This is a scraper for the matrixbooking api, to scrape bookings data and associated metadata into an Athena database, to allow for easier analysis with automatically updating data. The approach is modelled on the scraper for the Occupeye api. While it's geared towards the automated scrape use case, the functions are intended to be transparent enough to allow for interactive analysis and modification. In addition, there is a notebook with some useful functions to act as a scratchpad.
This script is used to define and create the Athena database, matrix_db
. It creates the tables; defines the columns in the tables; exports the schema into JSON (more on that later) and finally creates the database. It remains in this repo both to demostrate how it was defined, as well as to allow for an easy interface if the schema needs to be changed - just edit the script and run again to rebuild (though you'll likely need to rescrape the data if you do so).
The database contains three tables: bookings, locations and joined_rooms. Bookings and locations are updated via the scraper.
Joined_rooms is (currently) a manually-uploaded CSV, which maps the location_id that represents a booking across multiple rooms to the locations of the constituent rooms. For example, in 102PF, conference rooms 1A, 1B and 1C can be combined.
This is the main function for use in Airflow. This defines a command line function to scrape a specified day's worth of bookings. In the context of the Airflow task, it's designed to scrape bookings that occurred (or should have occurred) yesterday.

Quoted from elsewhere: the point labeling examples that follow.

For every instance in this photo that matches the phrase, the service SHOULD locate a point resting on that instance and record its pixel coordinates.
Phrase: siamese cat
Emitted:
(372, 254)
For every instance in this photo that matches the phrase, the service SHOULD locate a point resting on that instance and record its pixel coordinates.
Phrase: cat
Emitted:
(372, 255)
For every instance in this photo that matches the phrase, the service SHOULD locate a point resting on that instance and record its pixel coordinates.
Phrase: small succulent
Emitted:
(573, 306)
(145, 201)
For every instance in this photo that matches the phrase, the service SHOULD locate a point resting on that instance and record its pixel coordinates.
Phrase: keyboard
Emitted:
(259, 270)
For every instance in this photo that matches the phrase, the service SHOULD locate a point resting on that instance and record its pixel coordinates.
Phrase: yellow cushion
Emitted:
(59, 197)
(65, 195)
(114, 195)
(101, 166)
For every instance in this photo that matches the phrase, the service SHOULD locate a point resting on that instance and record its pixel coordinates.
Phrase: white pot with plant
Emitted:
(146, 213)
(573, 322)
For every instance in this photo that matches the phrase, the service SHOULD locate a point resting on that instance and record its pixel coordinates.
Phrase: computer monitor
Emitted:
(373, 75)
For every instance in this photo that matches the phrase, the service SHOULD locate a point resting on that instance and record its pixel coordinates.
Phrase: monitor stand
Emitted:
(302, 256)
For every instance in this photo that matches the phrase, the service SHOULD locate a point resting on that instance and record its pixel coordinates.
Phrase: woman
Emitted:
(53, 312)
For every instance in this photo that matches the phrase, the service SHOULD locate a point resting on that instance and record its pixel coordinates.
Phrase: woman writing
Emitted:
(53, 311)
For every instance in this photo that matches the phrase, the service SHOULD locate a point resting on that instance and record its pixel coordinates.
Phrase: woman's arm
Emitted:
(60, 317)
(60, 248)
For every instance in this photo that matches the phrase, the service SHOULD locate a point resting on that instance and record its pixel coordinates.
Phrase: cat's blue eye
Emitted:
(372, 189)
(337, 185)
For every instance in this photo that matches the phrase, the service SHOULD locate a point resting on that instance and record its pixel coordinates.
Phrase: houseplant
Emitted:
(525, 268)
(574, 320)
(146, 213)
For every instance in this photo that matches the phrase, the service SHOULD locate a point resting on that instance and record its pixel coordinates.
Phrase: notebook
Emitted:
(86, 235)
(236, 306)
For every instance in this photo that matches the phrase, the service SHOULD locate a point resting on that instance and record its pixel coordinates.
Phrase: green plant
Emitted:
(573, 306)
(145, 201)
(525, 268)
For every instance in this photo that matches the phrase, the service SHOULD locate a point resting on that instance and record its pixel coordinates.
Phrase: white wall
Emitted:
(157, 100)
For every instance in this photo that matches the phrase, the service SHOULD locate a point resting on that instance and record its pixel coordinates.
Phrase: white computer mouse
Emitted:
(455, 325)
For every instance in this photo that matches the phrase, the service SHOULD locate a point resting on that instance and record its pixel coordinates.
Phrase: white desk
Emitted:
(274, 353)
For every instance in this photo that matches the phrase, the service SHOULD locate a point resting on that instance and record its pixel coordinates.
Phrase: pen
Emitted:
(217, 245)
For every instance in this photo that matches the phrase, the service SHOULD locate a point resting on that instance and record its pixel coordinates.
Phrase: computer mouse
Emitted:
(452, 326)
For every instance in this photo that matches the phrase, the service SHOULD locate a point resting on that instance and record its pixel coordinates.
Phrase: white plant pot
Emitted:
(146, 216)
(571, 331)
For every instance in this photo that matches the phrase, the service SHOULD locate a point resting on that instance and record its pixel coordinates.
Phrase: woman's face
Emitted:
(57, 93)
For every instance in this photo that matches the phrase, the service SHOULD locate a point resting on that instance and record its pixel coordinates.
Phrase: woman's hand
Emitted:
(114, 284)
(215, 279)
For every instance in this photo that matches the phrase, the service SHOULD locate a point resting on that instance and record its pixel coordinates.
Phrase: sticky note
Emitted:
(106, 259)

These daily snapshots are combined into an Athena database, which is then queried and combined with the Occupeye db via a CTAS query to create an app db that the matrixbooking app (https://github.com/moj-analytical-services/matrixbooking) will query in turn.
This contains the main functions for scraping data from the API. The API documentation is here: https://developers.matrixbooking. Note that at the time of writing, the method of authentication is different from what is described in the documentation. The api url is https://app.matrixbooking.com/api/v1 rather than https://api.matrixbooking.com, and authentication is controlled by POSTing to api/v1/users/login, and receiving a cookie in return. That occurs in the matrix_authenticate(session)
function.
The main function, scrape_days_from_api
, works as follows:
get_bookings_df
, which:
pd.io.json.json_normalize
metadata/bookings_renames.json
, which is a dictionary of key/value pairs corresponding respectively to the source column names and the desired Athena database column namesbookings_renames.json
, and renames them to the values.{start_date}.parquet
Confirmed / cancelled / tentative - if you specify these statuses in the booking API call, then it only returns a subset of actual bookings - if you don't it only returns non-cancelled ones. We don't include status because it doesn't return everything.

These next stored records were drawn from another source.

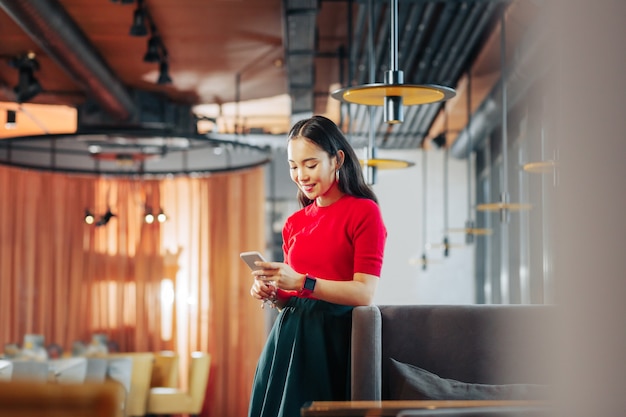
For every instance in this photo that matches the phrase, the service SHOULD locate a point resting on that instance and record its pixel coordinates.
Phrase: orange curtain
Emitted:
(176, 285)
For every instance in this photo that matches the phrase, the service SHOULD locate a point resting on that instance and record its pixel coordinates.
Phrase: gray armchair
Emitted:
(484, 344)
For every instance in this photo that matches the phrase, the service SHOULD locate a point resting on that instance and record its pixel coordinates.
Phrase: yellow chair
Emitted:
(141, 372)
(37, 399)
(165, 369)
(176, 401)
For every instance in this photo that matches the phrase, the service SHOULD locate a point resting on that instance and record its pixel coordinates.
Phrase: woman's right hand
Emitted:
(263, 290)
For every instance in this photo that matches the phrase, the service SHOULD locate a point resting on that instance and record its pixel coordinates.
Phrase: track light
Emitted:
(89, 218)
(440, 140)
(11, 119)
(139, 21)
(28, 86)
(148, 217)
(105, 218)
(164, 76)
(153, 53)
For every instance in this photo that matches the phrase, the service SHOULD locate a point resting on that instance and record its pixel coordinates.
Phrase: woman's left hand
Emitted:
(280, 274)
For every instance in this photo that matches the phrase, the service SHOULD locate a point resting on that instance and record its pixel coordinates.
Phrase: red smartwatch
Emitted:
(308, 287)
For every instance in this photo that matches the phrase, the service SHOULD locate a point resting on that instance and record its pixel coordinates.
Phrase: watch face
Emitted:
(309, 283)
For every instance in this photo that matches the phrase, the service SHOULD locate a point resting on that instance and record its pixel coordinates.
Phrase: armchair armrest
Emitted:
(366, 354)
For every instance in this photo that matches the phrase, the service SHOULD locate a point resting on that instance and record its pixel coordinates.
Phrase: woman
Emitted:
(333, 250)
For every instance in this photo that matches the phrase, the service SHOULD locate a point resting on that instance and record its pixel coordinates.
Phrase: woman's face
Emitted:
(313, 170)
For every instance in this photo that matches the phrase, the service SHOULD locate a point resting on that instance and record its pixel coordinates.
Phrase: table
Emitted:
(408, 408)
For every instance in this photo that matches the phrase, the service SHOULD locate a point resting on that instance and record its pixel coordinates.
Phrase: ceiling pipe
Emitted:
(49, 25)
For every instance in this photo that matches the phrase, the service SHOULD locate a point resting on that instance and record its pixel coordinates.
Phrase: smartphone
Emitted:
(251, 257)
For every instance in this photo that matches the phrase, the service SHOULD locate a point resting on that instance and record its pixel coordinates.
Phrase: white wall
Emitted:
(400, 193)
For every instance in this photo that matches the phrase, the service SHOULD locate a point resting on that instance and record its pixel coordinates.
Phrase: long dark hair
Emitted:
(325, 134)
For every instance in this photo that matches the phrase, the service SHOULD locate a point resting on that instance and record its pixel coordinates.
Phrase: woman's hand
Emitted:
(262, 290)
(279, 274)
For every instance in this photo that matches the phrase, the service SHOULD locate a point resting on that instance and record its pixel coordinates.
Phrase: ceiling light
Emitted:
(382, 163)
(153, 52)
(148, 217)
(161, 217)
(28, 86)
(164, 76)
(393, 93)
(138, 27)
(11, 119)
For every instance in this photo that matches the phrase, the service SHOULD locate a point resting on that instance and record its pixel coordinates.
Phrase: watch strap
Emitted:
(308, 286)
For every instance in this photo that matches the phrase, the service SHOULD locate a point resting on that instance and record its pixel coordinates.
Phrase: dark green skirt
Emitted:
(306, 358)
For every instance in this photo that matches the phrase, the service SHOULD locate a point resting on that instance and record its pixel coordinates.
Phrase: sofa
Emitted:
(477, 349)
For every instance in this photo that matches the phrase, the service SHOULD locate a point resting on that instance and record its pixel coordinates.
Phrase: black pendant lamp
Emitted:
(393, 94)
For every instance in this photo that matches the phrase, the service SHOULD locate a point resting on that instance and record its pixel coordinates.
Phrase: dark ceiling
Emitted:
(232, 51)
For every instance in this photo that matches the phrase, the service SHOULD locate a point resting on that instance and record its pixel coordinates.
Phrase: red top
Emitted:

Bookings table - https://app.matrixbooking.com/api/v1/booking
Locations table - https://app.matrixbooking.com/api/v1/org/43/locations
Note: The location API data is only a snapshot of current locations, there is no historic location data available from the API. This means that the historical location data should not be overwritten. (See Issue #56 for more details)
This script constructs the column rename files, so if they need to change (if the API and/or desired Athena schema changes), edit this script and rerun.

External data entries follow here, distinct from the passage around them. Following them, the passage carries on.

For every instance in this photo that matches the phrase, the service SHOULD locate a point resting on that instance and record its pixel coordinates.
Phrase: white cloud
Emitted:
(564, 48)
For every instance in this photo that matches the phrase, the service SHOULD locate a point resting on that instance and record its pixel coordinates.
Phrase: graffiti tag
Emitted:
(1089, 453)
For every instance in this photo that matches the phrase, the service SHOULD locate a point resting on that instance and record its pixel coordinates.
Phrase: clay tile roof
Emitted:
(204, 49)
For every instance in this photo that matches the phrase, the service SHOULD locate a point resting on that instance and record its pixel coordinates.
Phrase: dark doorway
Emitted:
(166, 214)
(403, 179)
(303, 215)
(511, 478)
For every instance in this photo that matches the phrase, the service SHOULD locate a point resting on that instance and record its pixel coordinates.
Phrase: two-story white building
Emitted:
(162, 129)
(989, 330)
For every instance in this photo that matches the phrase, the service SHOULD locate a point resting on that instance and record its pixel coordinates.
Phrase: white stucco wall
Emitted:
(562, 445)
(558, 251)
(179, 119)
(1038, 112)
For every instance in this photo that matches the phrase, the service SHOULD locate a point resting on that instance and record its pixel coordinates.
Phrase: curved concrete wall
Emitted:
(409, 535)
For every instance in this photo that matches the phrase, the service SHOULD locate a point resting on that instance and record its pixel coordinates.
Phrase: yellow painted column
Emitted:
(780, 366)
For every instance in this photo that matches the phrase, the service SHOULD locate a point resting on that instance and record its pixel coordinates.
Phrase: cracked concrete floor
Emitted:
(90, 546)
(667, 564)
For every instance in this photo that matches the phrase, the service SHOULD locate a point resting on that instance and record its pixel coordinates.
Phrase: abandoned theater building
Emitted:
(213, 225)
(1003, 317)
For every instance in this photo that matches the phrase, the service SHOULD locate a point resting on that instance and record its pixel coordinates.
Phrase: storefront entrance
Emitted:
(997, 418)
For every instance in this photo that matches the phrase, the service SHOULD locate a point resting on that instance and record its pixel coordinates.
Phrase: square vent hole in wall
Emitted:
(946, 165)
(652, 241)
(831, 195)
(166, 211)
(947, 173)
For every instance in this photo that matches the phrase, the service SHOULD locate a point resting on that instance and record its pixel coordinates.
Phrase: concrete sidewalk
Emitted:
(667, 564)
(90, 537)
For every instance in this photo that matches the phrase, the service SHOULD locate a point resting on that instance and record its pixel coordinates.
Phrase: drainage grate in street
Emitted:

This script contains a single function, composed of several CTAS queries, which will delete and rebuild a synthesised database that matrixbooking can query. This database, matrixbooking_app_db
contains the following tables
This involves a slightly complex transformation, due to the need to deal with joined rooms. For bookings on multiple rooms, we need the location_id of the individual room in order to link to Occupeye, but still need to know that they're from joined rooms. It therefore starts with a subquery that left-joins the joined_rooms table, adds columns for the joined name and split name, and id, and uses coalesce() to use the split_id from joined_rooms if available, or just the location_id otherwise. The query then selects everything from this table, inner joins on the locations table to add the capacity and longQualifier (the zone and building), then inner joins on the Occupeye sensors metadata.
More simple. This just inner joins matrix_db.locations
to occupeye_db_live.sensors
, to get metadata on rooms from both matrix and occupeye.
Gets the sensor observations from Occupeye, attaches the metadata from the sensors table, and inner joins on matrix_db.locations
so it only get rooms on matrix.
This gets the survey name, start date and end date from the Occupeye surveys joined to the matrixbooking_app_db.locations
, to get just the occupeye surveys that have matrix data (and hence can be selected in the app).